I'm trying to build a string with properties that are initialized in a subclass.
I read about lazy initialization but somehow this doesn't work as I expected.
abstract class SubProcessFullNameBuilder(technicalDomain: TechnicalDomainEnumeration) {
protected val moduleName = "td.${technicalDomain.value().toLowerCase()}.shared"
private val packageName by lazy { packageName() }
private val processName by lazy { processName() }
val processFullName: String = "$moduleName/$packageName.$processName"
protected abstract fun packageName(): String
protected abstract fun processName(): String
}
class WorkerFullNameBuilder(
private val jmsDirection: JmsDirectionEnumeration,
technicalDomain: TechnicalDomainEnumeration,
private val cdmCode: String) : SubProcessFullNameBuilder(technicalDomain) {
override fun packageName() = "$moduleName.workers.${jmsDirection.value().toLowerCase()}.${cdmCode.toLowerCase()}"
override fun processName() = "Worker"
}
Since I have overridden the packageName()
and processName()
properties, I would expect that on calling the packageName
property it would use the implementation from the subclass.

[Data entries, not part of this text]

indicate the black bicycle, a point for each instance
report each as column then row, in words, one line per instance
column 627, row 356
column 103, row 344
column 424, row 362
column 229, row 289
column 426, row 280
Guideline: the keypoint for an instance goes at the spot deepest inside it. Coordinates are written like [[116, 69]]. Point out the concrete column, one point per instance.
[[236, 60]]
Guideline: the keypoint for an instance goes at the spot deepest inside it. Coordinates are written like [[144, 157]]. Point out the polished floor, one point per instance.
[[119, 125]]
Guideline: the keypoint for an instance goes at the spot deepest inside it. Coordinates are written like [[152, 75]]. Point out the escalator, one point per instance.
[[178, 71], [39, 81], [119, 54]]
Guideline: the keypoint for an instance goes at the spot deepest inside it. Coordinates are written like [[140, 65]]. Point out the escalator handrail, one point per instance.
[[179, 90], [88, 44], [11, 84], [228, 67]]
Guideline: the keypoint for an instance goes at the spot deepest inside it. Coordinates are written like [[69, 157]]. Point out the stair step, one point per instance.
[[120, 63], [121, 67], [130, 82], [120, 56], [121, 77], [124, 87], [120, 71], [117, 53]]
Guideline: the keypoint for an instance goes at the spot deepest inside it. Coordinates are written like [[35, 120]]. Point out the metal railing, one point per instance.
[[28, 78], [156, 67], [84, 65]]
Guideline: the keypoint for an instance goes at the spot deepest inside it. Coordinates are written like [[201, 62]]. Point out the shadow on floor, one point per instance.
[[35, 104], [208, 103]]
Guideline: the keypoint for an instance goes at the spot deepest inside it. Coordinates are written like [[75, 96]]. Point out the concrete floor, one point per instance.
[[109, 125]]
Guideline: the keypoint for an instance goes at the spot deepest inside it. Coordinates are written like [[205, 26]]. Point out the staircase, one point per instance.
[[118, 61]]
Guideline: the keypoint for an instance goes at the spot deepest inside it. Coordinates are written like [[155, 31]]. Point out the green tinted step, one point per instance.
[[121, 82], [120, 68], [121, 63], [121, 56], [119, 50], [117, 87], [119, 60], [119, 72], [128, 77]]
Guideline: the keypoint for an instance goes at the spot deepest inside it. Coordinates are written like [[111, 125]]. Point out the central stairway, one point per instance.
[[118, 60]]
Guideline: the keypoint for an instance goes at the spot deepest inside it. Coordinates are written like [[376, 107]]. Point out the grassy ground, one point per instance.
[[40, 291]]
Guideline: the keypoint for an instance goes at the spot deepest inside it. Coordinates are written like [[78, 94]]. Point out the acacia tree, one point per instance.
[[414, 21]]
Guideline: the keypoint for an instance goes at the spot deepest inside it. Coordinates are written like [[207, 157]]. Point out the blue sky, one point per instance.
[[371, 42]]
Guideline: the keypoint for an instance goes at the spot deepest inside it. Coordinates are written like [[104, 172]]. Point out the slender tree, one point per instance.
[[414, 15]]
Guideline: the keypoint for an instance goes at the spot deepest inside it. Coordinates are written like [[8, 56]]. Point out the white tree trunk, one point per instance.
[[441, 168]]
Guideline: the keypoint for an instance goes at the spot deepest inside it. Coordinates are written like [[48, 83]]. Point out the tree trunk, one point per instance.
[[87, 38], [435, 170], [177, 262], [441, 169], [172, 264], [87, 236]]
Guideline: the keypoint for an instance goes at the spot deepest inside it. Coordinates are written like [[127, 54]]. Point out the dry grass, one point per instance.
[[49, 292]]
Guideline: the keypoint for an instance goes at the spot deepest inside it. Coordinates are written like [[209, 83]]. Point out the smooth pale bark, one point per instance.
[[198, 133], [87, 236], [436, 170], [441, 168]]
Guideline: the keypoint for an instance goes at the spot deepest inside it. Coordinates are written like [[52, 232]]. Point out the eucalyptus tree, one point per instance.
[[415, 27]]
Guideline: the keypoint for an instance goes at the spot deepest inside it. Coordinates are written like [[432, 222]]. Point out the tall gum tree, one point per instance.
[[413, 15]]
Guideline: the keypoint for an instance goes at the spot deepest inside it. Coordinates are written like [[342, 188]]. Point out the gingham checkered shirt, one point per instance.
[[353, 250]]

But when I call the processFullName
property, it throws a java.lang.NullPointerException
.
val builder = WorkerFullNameBuilder(JmsDirectionEnumeration.ESB_IN, TechnicalDomainEnumeration.INFOR, "ccmd")
val name = builder.processFullName
How can I initialize the packageName and processName properties in a proper way?
This is a case of calling a non-final method in a constructor and thus accessing uninitialized variables.
This line is still evaluated eagerly, at the time when the base class is constructed:
val processFullName: String = "$moduleName/$packageName.$processName"
To get the values of the two lazy properties, this will make calls to the abstract methods, of which packageName()
refers to jmsDirection
and cdmCode
to return its value - these properties are not initialized yet, because their values are set after the superclass constructor runs. Here's a simplified version of the subclass' constructor, decompiled back to Java:
public WorkerFullNameBuilder(@NotNull JmsDirectionEnumeration jmsDirection, @NotNull TechnicalDomainEnumeration technicalDomain, @NotNull String cdmCode) {
super(technicalDomain);
this.jmsDirection = jmsDirection;
this.cdmCode = cdmCode;
}
As a demonstration, if you don't refer to these, for example, if you return constants in both of the subclass methods, your code will actually run fine:
override fun packageName() = "foo"
override fun processName() = "Worker"
However, the solution you need here is most likely to make the processFullName
property itself lazy instead of the two values it uses (which you're evaluating at constructor time right now anyway, so you're not making use of them being lazy). This means you don't even need those two as separate properties:
abstract class SubProcessFullNameBuilder(technicalDomain: TechnicalDomainEnumeration) {
protected val moduleName = "td.${technicalDomain.value().toLowerCase()}.shared"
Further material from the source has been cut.